That’s the point Prof. Yusuf was making. Like him or hate him, Prof Yusuf has spoken the minds of many Nigerians who don’t have the courage to speak up about how this country is being run by the present administration. It’s not unkind to say that honesty has been a major casualty of this administration, of this self-righteous president and key officials of his government. They try strenuously to define truth downwards. Their gift for fudging facts is like their talents for lies. They tell the truth selectively to suit a particular objective.             

If you read Charles Ford, the author of: “Lies, Lies! The Psychology of Deceit”, you will understand the playbook from which some of the government appointees like Lai Mohammed, Minister of Information and Culture, is taking his briefs from.  As someone said the other day, for Lai Mohammed, “lies don’t have a lifespan”. I add that it’s a sin of omission, not commission. According to Ford, for such people, it’s like the difference between lying as a legal issue and a moral one. From my research on the lies and deceits of this government, I found they come close to Saint Augustine Number 5 catergoy of lie, that is, that lie which is told to externalize blame and please a section of the public.       

And quite a handful of the ministers are trying to outdo one another, to deceive the unwary public and please the President.

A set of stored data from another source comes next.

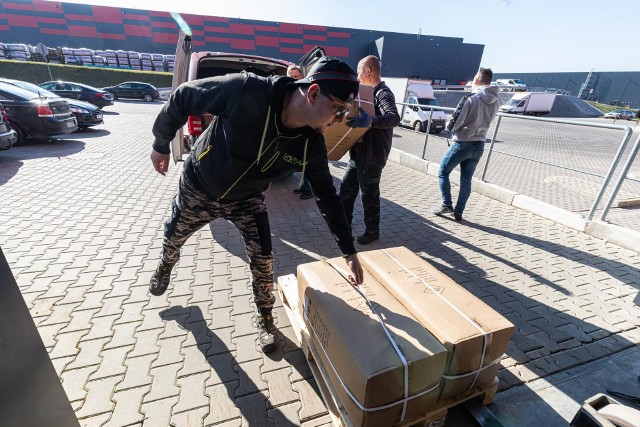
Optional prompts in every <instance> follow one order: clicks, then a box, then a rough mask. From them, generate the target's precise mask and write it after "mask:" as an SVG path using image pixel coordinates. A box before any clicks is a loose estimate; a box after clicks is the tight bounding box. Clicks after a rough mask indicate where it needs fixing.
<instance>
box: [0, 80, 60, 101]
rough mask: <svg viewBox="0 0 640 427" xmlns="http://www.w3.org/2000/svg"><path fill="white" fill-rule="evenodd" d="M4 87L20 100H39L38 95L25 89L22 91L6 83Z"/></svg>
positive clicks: (5, 81) (10, 84)
mask: <svg viewBox="0 0 640 427" xmlns="http://www.w3.org/2000/svg"><path fill="white" fill-rule="evenodd" d="M5 83H6V86H4V87H5V88H6V89H5V90H8V91H10V92H11V93H12V94H14V95H16V96H19V97H20V98H24V99H29V100H31V99H36V98H40V96H39V95H38V93H35V92H31V91H30V90H27V89H23V88H21V87H20V86H16V85H14V84H11V83H8V82H6V81H5ZM44 97H45V98H48V97H47V96H46V95H44ZM54 97H56V98H57V97H58V96H57V95H54Z"/></svg>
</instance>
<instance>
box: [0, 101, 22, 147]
mask: <svg viewBox="0 0 640 427" xmlns="http://www.w3.org/2000/svg"><path fill="white" fill-rule="evenodd" d="M17 140H18V136H17V135H16V131H14V130H13V129H11V126H9V120H8V118H7V113H6V111H4V107H3V106H2V104H0V151H1V150H8V149H9V148H11V146H12V145H13V144H15V142H16V141H17Z"/></svg>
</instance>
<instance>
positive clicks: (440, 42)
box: [0, 0, 484, 84]
mask: <svg viewBox="0 0 640 427" xmlns="http://www.w3.org/2000/svg"><path fill="white" fill-rule="evenodd" d="M183 18H184V19H185V21H186V22H187V23H188V24H189V25H190V26H191V29H192V31H193V49H194V50H196V51H206V50H208V51H222V52H237V53H246V54H256V55H262V56H269V57H274V58H281V59H285V60H288V61H291V62H296V61H298V59H299V58H300V57H301V56H302V55H303V54H304V53H306V52H307V51H308V50H309V49H311V48H313V47H314V46H322V47H324V48H325V50H326V52H327V54H328V55H331V56H336V57H338V58H340V59H342V60H344V61H345V62H347V63H349V64H350V65H352V66H353V67H355V66H356V65H357V63H358V61H359V60H360V59H361V58H362V57H364V56H366V55H369V54H376V55H378V56H380V57H381V59H382V62H383V66H384V75H385V76H389V77H409V76H411V77H415V78H422V79H429V80H432V81H433V82H434V83H435V82H436V81H437V83H440V84H460V83H462V84H464V83H466V81H467V80H468V79H470V78H472V77H473V75H474V74H475V72H476V71H477V69H478V66H479V64H480V60H481V59H482V53H483V50H484V46H483V45H478V44H469V43H464V41H463V39H462V38H456V37H439V36H429V35H422V34H404V33H393V32H385V31H375V30H359V29H353V28H340V27H327V26H322V25H306V24H294V23H284V22H270V21H257V20H250V19H235V18H225V17H219V16H200V15H188V14H185V15H183ZM177 34H178V27H177V25H176V23H175V22H174V20H173V19H172V18H171V16H170V15H169V13H168V12H156V11H149V10H140V9H125V8H117V7H106V6H91V5H81V4H75V3H62V2H48V1H47V2H45V1H41V0H12V1H11V2H0V42H2V43H26V44H29V45H33V46H35V45H37V44H38V43H44V44H45V45H47V46H49V47H69V48H88V49H94V50H95V49H100V50H106V49H112V50H124V51H136V52H146V53H158V54H173V53H175V48H176V42H177Z"/></svg>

Only recently, Minister of Transportation, Chibuike Amaechi, embarked on historiography, a bold attempt to diminish and demonize the legacy of Goodluck Jonathan presidency by dishing out half truths and outright lies. It was a failed attempt to absolve the Buhari administration of the present mess in the country. Everything the current administration inherited from its predecessor, it has squandered. It has made the economy worse than it met it.    

From over $550bn economy (the largest in Africa, and 26th globally) in 2015, Nigeria is today a nation in a borrowing binge. Today, the national debt stock is close to N50trn.  This is about three times what it inherited in 2015. Unemployment rate in 2015 was single digit, today; it’s more than 33 percent, with youth unemployment more than 47 percent. Insecurity has squeezed everyone to a corner, pushing away foreign direct investment in the country. Nowhere is safe any longer in Nigeria. As Prof Yusuf said in the Sun interview referred to,  “a leader surrounds himself with people, they didn’t surround him”, meaning, the President should be held liable for whatever befalls the country, the good and the mess. And how long will this mess by APC continue?